Non so se Vincenti abbia mai giocato a carte, ma tuffandosi tra le trame di queste sue parole si ha la netta sensazione che quello abbia tra le mani più di un asso fortunato. Lo si evince dall’impostazione raffinatamente letteraria del testo, dal colto intreccio di confronto e conoscenza di autori e opere, dai lampi riflessivi personali e filosofici. Il vulcano Vincenti posa il suo vorticoso magma stilistico e si addomestica all’armonioso flusso dello scrivere per spiegare, per far capire, per fare amare scritti preziosi firmati dal sangue di altri. Questa volta si tratta di Maurizio Nocera, uno scrittore e un poeta di notevole spessore, a quanto apprendo dall’appassionata presentazione che se ne fa in questi righi. Nocera lascia libera la sua penna all’inseguimento di uno dei sentimenti più cari e temuti dall’uomo, il dolore, e quale dolore è più elegiaco di quello provato dinanzi alla morte di una persona amata? Prima tra tutte, la madre.

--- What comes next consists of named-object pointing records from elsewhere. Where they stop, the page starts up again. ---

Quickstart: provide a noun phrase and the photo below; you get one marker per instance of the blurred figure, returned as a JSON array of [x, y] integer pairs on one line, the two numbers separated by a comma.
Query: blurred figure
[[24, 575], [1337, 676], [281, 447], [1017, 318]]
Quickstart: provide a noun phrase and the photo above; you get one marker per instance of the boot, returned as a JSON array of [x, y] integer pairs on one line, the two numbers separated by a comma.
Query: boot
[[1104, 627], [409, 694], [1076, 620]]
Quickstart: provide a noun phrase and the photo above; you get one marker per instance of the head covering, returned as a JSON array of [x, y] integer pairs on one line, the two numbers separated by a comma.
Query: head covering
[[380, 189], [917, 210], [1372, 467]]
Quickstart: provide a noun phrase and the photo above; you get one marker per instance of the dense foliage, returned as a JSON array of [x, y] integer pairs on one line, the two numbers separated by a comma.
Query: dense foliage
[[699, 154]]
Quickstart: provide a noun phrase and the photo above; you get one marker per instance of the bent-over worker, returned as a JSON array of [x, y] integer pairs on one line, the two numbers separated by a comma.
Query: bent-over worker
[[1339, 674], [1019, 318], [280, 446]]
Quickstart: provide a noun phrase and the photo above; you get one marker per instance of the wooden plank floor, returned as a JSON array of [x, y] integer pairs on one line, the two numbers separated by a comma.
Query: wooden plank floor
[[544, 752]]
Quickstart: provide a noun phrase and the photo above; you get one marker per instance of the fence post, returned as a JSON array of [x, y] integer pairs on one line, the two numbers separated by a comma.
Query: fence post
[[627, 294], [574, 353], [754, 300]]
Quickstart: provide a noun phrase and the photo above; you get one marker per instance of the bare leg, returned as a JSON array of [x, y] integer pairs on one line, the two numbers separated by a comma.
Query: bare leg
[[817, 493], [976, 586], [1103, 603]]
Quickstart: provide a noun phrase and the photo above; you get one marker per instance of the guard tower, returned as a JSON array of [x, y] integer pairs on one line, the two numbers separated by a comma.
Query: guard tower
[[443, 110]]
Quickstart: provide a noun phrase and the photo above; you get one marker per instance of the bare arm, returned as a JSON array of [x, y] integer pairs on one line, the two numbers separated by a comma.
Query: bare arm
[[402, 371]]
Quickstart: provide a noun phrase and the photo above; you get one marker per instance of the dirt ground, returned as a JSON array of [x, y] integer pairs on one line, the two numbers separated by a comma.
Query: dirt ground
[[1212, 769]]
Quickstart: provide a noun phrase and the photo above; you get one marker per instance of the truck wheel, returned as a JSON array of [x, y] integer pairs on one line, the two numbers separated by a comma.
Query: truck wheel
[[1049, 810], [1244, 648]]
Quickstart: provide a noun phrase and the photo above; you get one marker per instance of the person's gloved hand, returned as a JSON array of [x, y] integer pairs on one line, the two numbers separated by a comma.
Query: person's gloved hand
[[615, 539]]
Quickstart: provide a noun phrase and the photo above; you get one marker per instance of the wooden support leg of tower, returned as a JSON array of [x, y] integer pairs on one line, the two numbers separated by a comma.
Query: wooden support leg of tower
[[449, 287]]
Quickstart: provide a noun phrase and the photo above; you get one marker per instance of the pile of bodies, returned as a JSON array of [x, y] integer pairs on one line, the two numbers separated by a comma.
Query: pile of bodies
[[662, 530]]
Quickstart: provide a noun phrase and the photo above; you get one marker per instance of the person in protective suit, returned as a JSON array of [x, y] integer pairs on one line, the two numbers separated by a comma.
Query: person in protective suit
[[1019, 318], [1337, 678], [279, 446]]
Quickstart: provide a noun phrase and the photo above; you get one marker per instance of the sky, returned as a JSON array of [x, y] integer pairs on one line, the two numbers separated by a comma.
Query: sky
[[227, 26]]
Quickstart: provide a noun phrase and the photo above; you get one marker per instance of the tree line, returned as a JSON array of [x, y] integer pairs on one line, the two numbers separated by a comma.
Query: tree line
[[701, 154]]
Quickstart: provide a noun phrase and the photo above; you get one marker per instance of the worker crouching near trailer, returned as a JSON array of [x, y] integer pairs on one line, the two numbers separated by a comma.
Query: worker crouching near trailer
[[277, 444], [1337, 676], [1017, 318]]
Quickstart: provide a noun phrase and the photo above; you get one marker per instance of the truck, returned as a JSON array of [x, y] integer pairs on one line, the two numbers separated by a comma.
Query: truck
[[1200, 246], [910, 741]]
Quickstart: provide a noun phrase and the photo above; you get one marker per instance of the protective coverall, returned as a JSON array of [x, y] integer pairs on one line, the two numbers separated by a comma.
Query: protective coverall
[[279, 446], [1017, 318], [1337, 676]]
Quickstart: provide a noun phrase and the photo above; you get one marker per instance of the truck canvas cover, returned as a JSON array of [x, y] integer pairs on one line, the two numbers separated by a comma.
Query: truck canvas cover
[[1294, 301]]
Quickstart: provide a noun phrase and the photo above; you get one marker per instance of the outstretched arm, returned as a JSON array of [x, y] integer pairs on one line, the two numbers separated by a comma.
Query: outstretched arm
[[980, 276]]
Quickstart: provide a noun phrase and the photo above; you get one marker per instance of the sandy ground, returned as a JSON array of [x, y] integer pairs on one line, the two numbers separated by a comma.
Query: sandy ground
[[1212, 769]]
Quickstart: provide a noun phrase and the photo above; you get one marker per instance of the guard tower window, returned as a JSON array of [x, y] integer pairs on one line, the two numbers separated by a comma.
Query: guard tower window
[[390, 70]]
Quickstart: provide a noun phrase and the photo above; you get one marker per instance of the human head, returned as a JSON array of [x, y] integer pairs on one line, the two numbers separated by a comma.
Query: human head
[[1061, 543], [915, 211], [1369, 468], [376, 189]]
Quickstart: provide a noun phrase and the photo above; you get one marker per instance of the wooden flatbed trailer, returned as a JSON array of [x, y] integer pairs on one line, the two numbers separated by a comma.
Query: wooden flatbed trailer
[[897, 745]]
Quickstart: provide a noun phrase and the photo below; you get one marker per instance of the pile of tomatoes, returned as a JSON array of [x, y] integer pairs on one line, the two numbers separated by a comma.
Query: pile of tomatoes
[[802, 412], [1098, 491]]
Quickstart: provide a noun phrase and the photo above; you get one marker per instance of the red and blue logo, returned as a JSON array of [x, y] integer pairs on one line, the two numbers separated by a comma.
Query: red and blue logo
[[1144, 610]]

Paolo sembra a questo punto raggrupparci tutti in uno sconfinato anfratto, tanto angusto per l’elaborazione del lutto quanto capace nell’accogliere l’umanità che ci livella e ci unisce. C’è anche lui. Il dolore è materia grezza alla imprevista sua consegna, ma come ci dimostra Nocera, è suscettibile di metamorfosi col passare del tempo e degli stati d’animo, della consapevolezza e del dilagare del vuoto. Lo si veste di mille parole diverse per dargli un aspetto più accettabile, una nobiltà assoluta, un cordone ombelicale con la nostra anima a sfidare il breve eterno della nostra esistenza. E se da una parte l’uomo fornisce la sofferenza di un ricco guardaroba, dall’altra sveste se stesso di ogni contegno e apparenza per mostrare il nudo delle sue emozioni, tempio e abisso di sempre.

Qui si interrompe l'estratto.